Unidentified Actor: (Reading) `CIA detention and interrogation practices led to a loss of accountability, abuse, reduced interagency cooperation and an unhealthy mystique that further poisoned the atmosphere at Abu Ghraib. Speculation and resentment grew over the lack of personal responsibility of some people being above the laws and regulations. The resentment contributed to the unhealthy environment that existed at Abu Ghraib.'
McCHESNEY: Several former CIA officials interviewed by NPR said that the CIA went into Afghanistan and Iraq without a cadre of experienced interrogators. One former CIA operative said scornfully, `They got their ideas about interrogation from Hollywood movies.'
Al-Jamadi was captured as the mushrooming insurgency in Iraq took American officials by surprise. The pressure was on for actionable intelligence. And from up the chain of command came the notice, `The rules are relaxed. The gloves are off.'
Mr. FRED HITZ (Former Inspector General, CIA): And I think there was confusion, and I think that's what was regrettable, what is regrettable and what needs to be straightened out.

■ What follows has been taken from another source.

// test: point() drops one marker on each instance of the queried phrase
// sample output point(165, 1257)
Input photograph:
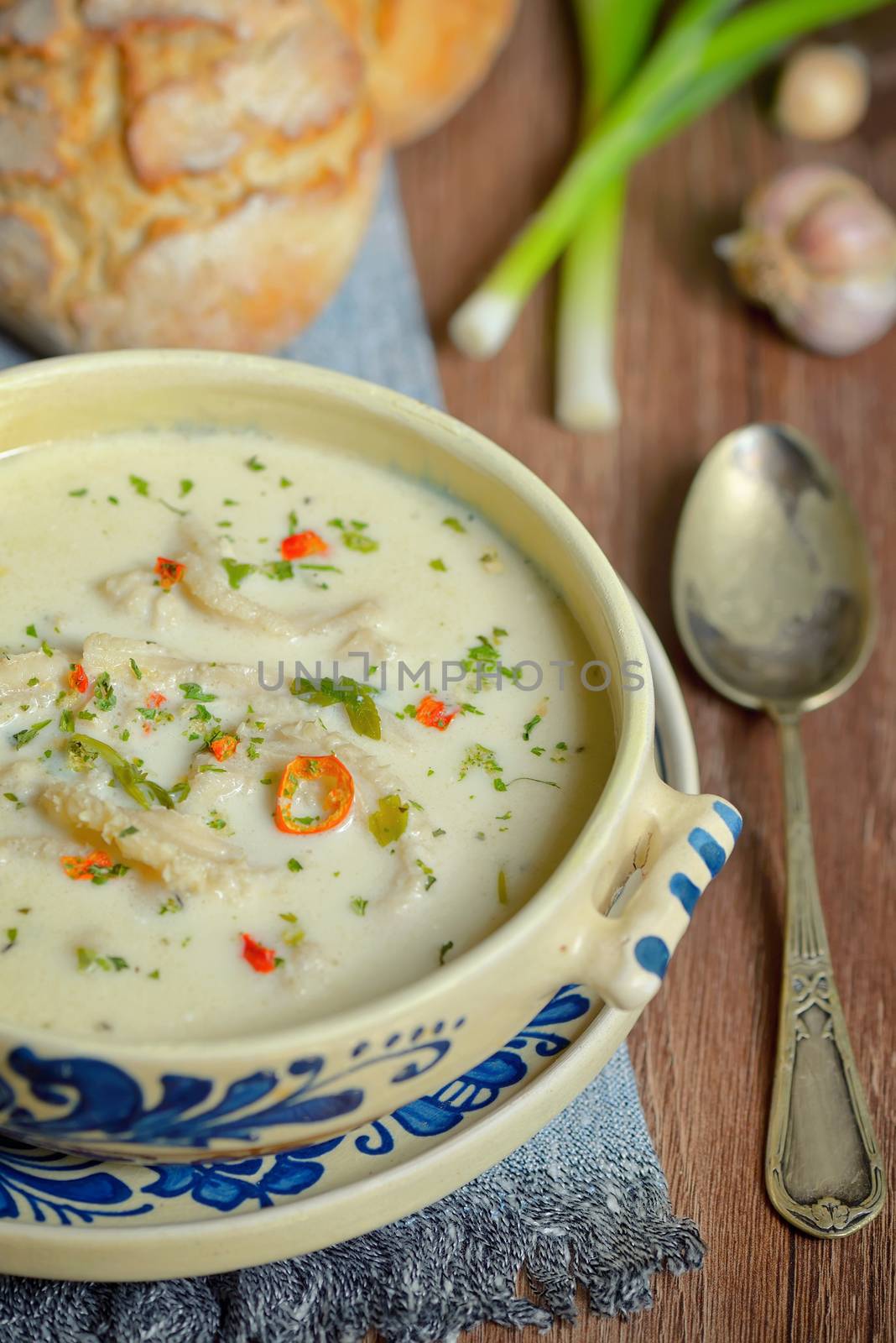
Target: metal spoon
point(774, 602)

McCHESNEY: Fred Hitz was inspector general for the CIA from 1990 to 1998 and now teaches at Princeton University. He says the rules about treatment of detainees during interrogation must be clear and inflexible.

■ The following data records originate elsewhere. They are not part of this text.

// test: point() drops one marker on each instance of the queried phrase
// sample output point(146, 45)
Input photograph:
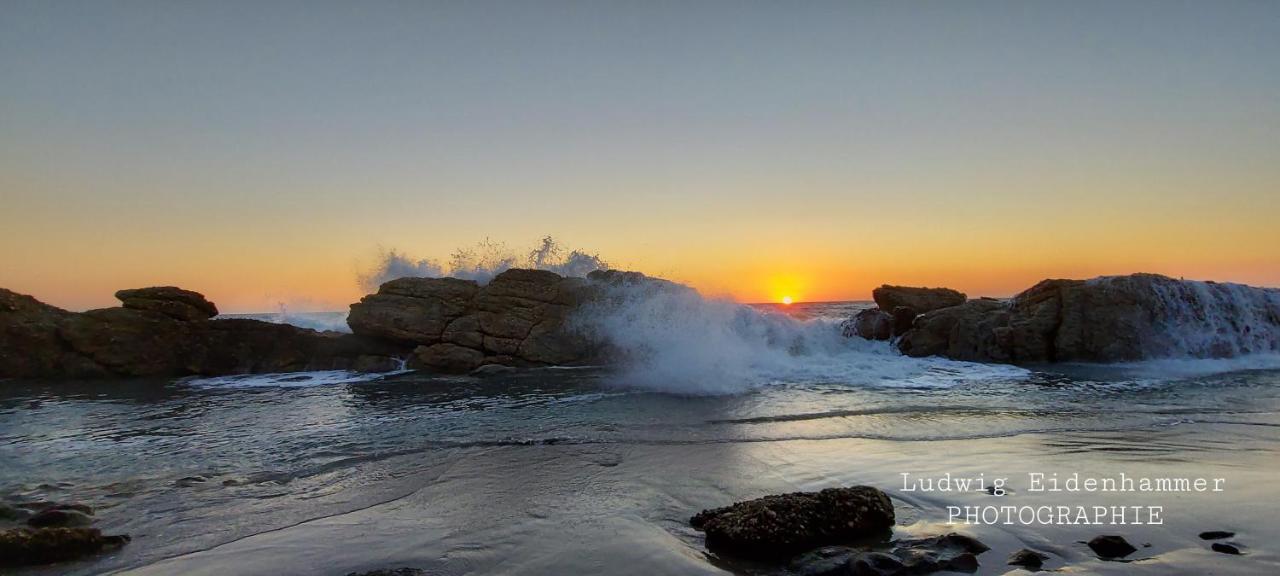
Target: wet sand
point(625, 508)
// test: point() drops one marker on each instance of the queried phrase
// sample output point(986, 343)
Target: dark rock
point(1028, 558)
point(781, 526)
point(169, 301)
point(30, 547)
point(877, 563)
point(40, 341)
point(1216, 535)
point(965, 332)
point(448, 357)
point(922, 300)
point(13, 512)
point(1225, 548)
point(56, 517)
point(871, 324)
point(950, 553)
point(414, 310)
point(1111, 547)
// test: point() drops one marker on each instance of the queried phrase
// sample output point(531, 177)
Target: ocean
point(597, 470)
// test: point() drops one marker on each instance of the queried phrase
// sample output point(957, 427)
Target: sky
point(265, 152)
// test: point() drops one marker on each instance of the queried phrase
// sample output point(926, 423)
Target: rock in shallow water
point(1111, 547)
point(28, 547)
point(1028, 558)
point(1225, 548)
point(1216, 535)
point(781, 526)
point(869, 324)
point(169, 301)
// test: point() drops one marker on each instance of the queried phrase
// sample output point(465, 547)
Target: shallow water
point(566, 471)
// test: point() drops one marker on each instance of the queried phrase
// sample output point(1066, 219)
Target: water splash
point(670, 338)
point(481, 263)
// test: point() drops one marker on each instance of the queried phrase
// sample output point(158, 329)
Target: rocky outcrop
point(167, 332)
point(1106, 319)
point(30, 547)
point(521, 318)
point(897, 309)
point(54, 533)
point(169, 301)
point(871, 324)
point(777, 528)
point(920, 300)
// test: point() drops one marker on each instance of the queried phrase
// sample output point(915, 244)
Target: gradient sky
point(264, 151)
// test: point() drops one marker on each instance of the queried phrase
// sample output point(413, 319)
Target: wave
point(481, 263)
point(676, 341)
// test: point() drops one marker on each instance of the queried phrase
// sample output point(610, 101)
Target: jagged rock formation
point(896, 309)
point(1106, 319)
point(780, 526)
point(920, 300)
point(520, 319)
point(167, 332)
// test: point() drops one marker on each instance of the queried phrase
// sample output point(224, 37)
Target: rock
point(1216, 535)
point(493, 369)
point(1225, 548)
point(169, 301)
point(922, 300)
point(965, 332)
point(1111, 547)
point(1106, 319)
point(946, 553)
point(780, 526)
point(13, 512)
point(1028, 558)
point(56, 517)
point(30, 547)
point(877, 563)
point(871, 324)
point(414, 310)
point(903, 319)
point(40, 341)
point(448, 357)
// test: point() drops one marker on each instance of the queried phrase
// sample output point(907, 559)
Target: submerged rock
point(1111, 547)
point(780, 526)
point(1028, 558)
point(1106, 319)
point(869, 324)
point(28, 547)
point(920, 300)
point(169, 301)
point(1225, 548)
point(946, 553)
point(1216, 535)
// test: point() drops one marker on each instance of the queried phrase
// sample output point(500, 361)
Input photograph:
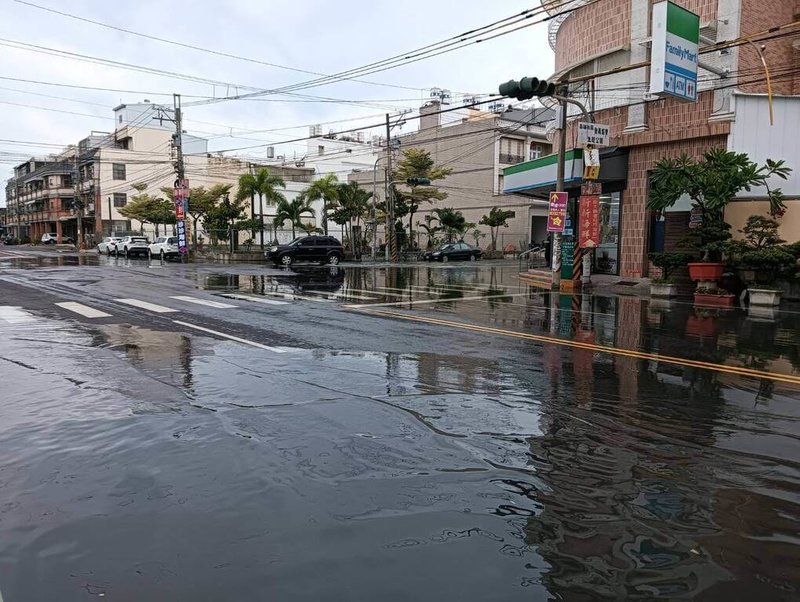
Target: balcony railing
point(511, 159)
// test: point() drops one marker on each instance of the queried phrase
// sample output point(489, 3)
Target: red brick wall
point(592, 30)
point(782, 59)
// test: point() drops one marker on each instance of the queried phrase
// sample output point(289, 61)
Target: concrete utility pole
point(391, 235)
point(555, 253)
point(78, 201)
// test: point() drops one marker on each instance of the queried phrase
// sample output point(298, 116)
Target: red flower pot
point(706, 272)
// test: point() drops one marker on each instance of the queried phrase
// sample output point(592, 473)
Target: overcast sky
point(315, 35)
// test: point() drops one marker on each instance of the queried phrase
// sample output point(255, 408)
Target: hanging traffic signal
point(527, 88)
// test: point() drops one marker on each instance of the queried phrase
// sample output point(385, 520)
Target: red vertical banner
point(557, 213)
point(589, 222)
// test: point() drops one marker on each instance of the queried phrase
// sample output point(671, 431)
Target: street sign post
point(181, 198)
point(589, 222)
point(593, 134)
point(674, 55)
point(591, 164)
point(557, 213)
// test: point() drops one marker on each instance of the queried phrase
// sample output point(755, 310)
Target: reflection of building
point(731, 113)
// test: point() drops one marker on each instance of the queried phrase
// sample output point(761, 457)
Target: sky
point(311, 35)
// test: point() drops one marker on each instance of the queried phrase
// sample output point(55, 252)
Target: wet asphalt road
point(367, 433)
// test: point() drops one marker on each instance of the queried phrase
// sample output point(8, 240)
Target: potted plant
point(668, 263)
point(711, 183)
point(715, 297)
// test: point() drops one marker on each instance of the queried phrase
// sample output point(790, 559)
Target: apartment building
point(731, 111)
point(477, 145)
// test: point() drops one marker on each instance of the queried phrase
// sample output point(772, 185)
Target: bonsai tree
point(711, 183)
point(668, 262)
point(496, 219)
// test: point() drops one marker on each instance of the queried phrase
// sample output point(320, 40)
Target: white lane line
point(338, 295)
point(229, 336)
point(254, 299)
point(205, 302)
point(83, 310)
point(431, 301)
point(15, 315)
point(159, 309)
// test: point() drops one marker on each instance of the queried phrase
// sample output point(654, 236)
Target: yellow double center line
point(739, 371)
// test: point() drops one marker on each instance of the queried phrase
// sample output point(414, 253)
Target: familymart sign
point(674, 58)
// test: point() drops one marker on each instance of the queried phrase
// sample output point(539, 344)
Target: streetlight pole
point(374, 220)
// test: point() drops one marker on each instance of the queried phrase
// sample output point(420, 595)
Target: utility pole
point(180, 182)
point(391, 235)
point(555, 253)
point(78, 200)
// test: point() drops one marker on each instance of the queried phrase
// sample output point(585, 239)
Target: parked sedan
point(108, 245)
point(164, 247)
point(51, 238)
point(133, 245)
point(317, 249)
point(454, 252)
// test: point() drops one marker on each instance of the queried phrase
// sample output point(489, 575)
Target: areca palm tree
point(265, 186)
point(292, 211)
point(326, 189)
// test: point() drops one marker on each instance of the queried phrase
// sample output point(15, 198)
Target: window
point(511, 150)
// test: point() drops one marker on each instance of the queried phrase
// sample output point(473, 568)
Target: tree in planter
point(417, 163)
point(668, 262)
point(263, 185)
point(327, 189)
point(453, 222)
point(711, 183)
point(496, 219)
point(292, 211)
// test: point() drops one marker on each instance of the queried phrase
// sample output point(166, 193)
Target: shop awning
point(538, 177)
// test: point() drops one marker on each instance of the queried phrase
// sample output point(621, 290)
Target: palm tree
point(326, 189)
point(292, 211)
point(265, 185)
point(353, 205)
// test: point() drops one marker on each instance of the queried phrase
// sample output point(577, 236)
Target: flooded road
point(361, 456)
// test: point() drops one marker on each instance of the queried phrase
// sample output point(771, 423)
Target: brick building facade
point(597, 37)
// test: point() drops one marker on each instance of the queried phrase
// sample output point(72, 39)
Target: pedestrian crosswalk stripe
point(205, 302)
point(254, 299)
point(15, 315)
point(159, 309)
point(83, 310)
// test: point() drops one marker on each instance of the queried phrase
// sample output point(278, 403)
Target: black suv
point(318, 249)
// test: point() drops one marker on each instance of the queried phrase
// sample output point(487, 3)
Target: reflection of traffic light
point(527, 88)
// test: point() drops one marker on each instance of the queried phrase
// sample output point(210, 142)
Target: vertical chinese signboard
point(589, 222)
point(181, 195)
point(557, 213)
point(674, 56)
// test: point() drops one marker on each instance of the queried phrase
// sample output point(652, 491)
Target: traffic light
point(527, 88)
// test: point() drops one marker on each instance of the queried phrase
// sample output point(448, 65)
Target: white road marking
point(254, 299)
point(15, 315)
point(206, 302)
point(229, 336)
point(83, 310)
point(159, 309)
point(431, 301)
point(338, 295)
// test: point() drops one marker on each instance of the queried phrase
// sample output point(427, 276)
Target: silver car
point(108, 245)
point(133, 245)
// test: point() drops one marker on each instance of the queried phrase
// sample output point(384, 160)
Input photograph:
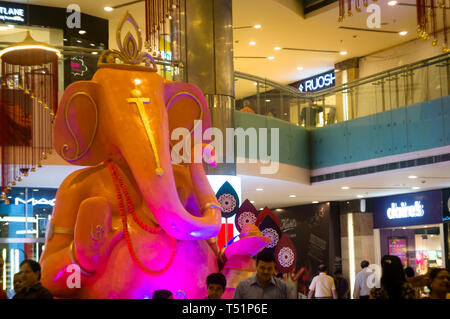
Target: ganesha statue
point(132, 221)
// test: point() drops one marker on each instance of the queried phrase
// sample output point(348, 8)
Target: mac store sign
point(415, 209)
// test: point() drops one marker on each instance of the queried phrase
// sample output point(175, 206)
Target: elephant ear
point(75, 131)
point(186, 104)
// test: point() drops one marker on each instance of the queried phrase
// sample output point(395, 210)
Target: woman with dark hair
point(439, 283)
point(31, 285)
point(393, 281)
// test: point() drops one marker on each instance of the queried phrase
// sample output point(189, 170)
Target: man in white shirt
point(361, 290)
point(322, 285)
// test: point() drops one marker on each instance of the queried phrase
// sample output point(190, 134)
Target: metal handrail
point(382, 75)
point(286, 88)
point(349, 85)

Mr. HITZ: Given the tension, the strain, the pressure they're under in the field and this point that it was clear we were at the beginning of the insurgency, we needed to know some things; that the notion is, `We're not getting enough information from you'--I mean, the tendency then, if it's believed that there is some flexibility in the system, it will lead to abuses--bound to.
McCHESNEY: Human rights groups and some members of Congress have expressed frustration about the slow pace of the CIA's response in this and other cases of alleged detainee abuse by the agency. In an Army trial scheduled for December, the agency will again be under scrutiny for its role in the death of an Iraqi general, who was stuffed into a sleeping bag and died, according to the autopsy, of asphyxia due to smothering and chest compression. John McChesney, NPR News.
BLOCK: The CIA and Navy SEALs were allegedly involved in other instances of prisoner abuse around the time Al-Jamadi died. John McChesney discusses those cases and the CIA's allegations against Al-Jamadi at our Web site, npr.org.
SIEGEL: You're listening to ALL THINGS CONSIDERED from NPR News.